5

..and if so what is the behavior? I came across this in some code I was looking at recently, and it is very confusing to me. I don't have a java compiler, so I can't answer this easily myself. Here is the rough example of what I'm talking about. I would expect this result in a compile error, but as far as I know it is from a working code base. 

abstract class Base {
    ...
    abstract boolean foo(String arg);

}

class Sub extends Base {
    ...
    boolean foo(String arg) {
        if(condition) 
            return true;
        else 
            return super.foo(arg); //<-- <boggle/>
    }
}
MarkPflug
  • 25,238
  • 6
  • 40
  • 48

5 Answers5

17

No, if it's abstract in the superclass you can't call it. Trying to compile your code (having fixed the others) gives this error:

Test.java:13: abstract method foo(String) in Base cannot be accessed directly
            return super.foo(arg); //<-- <boggle/>
                        ^
Jon Skeet
  • 1,261,211
  • 792
  • 8,724
  • 8,929
  • 1
    That is what I thought, thanks. Like I said, I don't have a compiler, and typed the code directly into the code pane (I'm not a Java developer). – MarkPflug Feb 15 '11 at 18:13
  • consider the struscute abstract class A - > class B extends A and implements Foo -> C now from C you can do it – jmj Feb 15 '11 at 18:14
  • 1
    @Jigar: Yes, but that's clearly *not* what was shown in the question. That's not calling an abstract method - it's calling a *concrete* method implemented in the superclass. – Jon Skeet Feb 15 '11 at 18:21
  • 1
    agree, but when I answered the code was written in C++, and I thought it was just to demonstrate the scenario so I wrote it in that way and then also beaten :) anyways your answer is perfect – jmj Feb 15 '11 at 18:25
  • @Jigar: I wouldn't say it was "written in C++" - it used ":" instead of "extends" but that's all. Everything else was Java-based, including the tag and question title :) – Jon Skeet Feb 15 '11 at 18:26
  • Probably I don't compile C++ perfectly :) anyways +1 – jmj Feb 15 '11 at 18:28
6

When you put 'super.' before the method name, you say to compiler: 'hey man! call the method implemented exactly in the Base class'. It doesn't exist there actually so it cannot be called and compiler complains.
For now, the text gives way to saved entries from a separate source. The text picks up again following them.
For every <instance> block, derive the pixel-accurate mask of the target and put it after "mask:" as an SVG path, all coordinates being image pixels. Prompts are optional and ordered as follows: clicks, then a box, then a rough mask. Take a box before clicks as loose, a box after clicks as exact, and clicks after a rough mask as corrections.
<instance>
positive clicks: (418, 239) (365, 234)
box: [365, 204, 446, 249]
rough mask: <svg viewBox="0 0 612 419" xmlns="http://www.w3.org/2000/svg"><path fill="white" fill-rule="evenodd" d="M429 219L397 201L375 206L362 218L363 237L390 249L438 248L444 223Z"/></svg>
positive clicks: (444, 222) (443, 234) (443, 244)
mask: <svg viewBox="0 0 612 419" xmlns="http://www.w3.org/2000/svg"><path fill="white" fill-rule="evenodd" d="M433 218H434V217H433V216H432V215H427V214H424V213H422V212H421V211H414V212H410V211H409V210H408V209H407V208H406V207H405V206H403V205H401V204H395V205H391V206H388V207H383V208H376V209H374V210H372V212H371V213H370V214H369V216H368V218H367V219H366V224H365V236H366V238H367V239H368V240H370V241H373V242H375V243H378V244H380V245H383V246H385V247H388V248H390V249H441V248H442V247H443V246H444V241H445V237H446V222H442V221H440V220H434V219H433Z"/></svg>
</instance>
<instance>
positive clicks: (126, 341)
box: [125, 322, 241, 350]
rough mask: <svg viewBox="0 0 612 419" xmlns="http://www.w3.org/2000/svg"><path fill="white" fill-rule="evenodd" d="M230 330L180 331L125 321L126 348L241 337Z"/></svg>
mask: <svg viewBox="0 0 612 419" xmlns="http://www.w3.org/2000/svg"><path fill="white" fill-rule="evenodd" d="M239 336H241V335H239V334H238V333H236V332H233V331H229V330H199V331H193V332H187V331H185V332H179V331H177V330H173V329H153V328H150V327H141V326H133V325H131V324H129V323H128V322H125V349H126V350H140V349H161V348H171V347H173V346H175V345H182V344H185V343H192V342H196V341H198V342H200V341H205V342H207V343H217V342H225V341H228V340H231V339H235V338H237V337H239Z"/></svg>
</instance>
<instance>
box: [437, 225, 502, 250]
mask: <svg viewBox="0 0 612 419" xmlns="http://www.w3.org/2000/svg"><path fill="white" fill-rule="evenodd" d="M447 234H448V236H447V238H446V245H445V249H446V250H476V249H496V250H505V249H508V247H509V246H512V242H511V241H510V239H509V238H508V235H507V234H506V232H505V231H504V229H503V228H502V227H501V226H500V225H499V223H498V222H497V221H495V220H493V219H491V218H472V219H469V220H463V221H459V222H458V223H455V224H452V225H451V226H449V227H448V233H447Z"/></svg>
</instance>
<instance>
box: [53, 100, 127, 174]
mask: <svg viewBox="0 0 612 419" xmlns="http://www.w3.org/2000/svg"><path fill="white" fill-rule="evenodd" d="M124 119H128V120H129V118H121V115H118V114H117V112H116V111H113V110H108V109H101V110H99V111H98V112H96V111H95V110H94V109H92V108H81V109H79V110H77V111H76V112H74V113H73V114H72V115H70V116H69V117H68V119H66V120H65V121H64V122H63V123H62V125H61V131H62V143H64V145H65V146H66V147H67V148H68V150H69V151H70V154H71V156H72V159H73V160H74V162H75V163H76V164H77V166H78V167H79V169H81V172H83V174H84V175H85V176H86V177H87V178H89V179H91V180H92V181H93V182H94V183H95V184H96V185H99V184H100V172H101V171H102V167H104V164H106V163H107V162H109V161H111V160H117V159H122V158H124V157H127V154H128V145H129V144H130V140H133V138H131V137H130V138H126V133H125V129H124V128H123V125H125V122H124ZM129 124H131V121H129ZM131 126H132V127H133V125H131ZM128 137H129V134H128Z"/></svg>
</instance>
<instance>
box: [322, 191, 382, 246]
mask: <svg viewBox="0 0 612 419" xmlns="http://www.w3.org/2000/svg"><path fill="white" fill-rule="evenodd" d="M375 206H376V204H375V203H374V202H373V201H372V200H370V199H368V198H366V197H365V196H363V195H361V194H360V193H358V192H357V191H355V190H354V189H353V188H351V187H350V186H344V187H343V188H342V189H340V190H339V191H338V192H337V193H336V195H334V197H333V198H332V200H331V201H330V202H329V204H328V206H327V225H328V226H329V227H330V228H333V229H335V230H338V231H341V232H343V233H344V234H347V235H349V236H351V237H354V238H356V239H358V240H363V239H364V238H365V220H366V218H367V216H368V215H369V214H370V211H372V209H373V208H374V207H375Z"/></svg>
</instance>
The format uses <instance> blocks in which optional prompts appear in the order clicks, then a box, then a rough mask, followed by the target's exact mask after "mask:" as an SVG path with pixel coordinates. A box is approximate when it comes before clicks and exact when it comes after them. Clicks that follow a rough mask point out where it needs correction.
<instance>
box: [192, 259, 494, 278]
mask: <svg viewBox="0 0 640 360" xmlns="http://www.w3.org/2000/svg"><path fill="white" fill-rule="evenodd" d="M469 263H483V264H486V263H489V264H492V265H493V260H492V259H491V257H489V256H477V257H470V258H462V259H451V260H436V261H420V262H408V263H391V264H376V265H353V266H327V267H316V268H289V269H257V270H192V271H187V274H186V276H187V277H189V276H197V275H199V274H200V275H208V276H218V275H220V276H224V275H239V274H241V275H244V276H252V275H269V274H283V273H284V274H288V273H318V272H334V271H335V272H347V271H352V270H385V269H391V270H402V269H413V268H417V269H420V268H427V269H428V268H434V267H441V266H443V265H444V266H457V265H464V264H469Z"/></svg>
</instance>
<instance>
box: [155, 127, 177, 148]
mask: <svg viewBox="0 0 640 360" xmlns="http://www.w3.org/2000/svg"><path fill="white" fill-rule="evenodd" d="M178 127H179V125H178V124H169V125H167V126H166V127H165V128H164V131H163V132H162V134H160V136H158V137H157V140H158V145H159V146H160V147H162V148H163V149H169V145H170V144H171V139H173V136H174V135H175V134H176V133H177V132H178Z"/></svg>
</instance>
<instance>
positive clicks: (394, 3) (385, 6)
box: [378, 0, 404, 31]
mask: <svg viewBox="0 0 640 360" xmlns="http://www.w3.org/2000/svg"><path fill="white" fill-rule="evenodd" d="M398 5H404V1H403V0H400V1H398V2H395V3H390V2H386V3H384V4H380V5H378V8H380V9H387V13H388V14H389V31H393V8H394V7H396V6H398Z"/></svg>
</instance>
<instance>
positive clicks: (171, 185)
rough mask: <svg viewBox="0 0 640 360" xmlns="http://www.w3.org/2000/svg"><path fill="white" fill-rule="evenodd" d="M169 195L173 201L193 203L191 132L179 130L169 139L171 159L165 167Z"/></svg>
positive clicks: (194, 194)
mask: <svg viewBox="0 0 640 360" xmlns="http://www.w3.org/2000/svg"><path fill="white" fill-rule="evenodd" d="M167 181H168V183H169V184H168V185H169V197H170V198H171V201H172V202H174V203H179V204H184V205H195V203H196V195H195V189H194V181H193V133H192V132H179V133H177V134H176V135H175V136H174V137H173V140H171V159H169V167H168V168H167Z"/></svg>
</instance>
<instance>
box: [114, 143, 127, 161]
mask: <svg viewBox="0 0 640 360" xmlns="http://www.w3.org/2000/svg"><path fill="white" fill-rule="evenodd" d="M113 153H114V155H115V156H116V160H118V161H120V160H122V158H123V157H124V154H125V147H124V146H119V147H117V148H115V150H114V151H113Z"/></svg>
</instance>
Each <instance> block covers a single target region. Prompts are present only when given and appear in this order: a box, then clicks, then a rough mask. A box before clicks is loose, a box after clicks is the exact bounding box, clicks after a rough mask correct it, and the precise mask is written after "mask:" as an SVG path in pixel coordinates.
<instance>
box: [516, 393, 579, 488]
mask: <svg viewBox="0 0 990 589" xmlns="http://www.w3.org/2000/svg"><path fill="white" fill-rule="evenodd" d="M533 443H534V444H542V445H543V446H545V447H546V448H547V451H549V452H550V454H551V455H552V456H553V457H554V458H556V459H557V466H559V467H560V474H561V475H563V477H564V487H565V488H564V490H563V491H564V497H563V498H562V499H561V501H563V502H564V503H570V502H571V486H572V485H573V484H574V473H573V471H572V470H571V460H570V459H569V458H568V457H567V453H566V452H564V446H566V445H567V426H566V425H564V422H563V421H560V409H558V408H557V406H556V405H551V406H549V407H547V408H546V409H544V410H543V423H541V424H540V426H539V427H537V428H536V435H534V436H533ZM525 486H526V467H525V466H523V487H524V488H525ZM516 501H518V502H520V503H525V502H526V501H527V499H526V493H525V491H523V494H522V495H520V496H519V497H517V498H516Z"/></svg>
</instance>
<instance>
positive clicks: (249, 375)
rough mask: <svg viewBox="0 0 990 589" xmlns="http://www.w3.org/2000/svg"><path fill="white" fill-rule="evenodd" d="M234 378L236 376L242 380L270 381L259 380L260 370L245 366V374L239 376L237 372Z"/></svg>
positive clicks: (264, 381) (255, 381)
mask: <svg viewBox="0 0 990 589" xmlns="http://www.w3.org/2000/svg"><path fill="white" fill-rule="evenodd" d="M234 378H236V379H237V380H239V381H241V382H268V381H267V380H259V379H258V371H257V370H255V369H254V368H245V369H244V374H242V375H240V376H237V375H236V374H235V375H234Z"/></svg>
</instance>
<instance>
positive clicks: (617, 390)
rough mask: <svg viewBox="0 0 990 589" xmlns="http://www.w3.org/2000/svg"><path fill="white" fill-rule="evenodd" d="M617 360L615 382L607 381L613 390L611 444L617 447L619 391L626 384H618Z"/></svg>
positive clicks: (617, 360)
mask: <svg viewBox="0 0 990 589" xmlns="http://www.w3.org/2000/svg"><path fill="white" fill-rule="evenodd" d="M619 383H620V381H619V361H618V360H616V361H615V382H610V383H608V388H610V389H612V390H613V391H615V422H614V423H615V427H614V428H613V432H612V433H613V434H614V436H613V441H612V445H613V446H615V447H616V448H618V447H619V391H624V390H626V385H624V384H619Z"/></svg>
Just remove 'super.' and leave 'foo(arg);' only. This which will tell the compiler to look for a implementation in some subclass.

BTW, if condition in your example is always false, it'll get into infinitive loop and crash because of out of memory :)

Cheers, ~r

rposcro
  • 61
  • 1
  • 1
3

That won't compile. You can't invoke an abstract method.

Robby Pond
  • 70,876
  • 16
  • 121
  • 117
2

Abstract method can't be called as it is just a declaration type, without a definition there is no point calling it. Thus Compile time Exception will occur

Piyush Sharma
  • 35
  • 1
  • 9
2

Tossing your example into Eclipse and editing it so it actually compiles that far produces this error:

"Cannot directly invoke the abstract method foo(String) for the type Base"

Are you sure that comes from a "working code base?"

Isaac Truett
  • 8,460
  • 1
  • 25
  • 48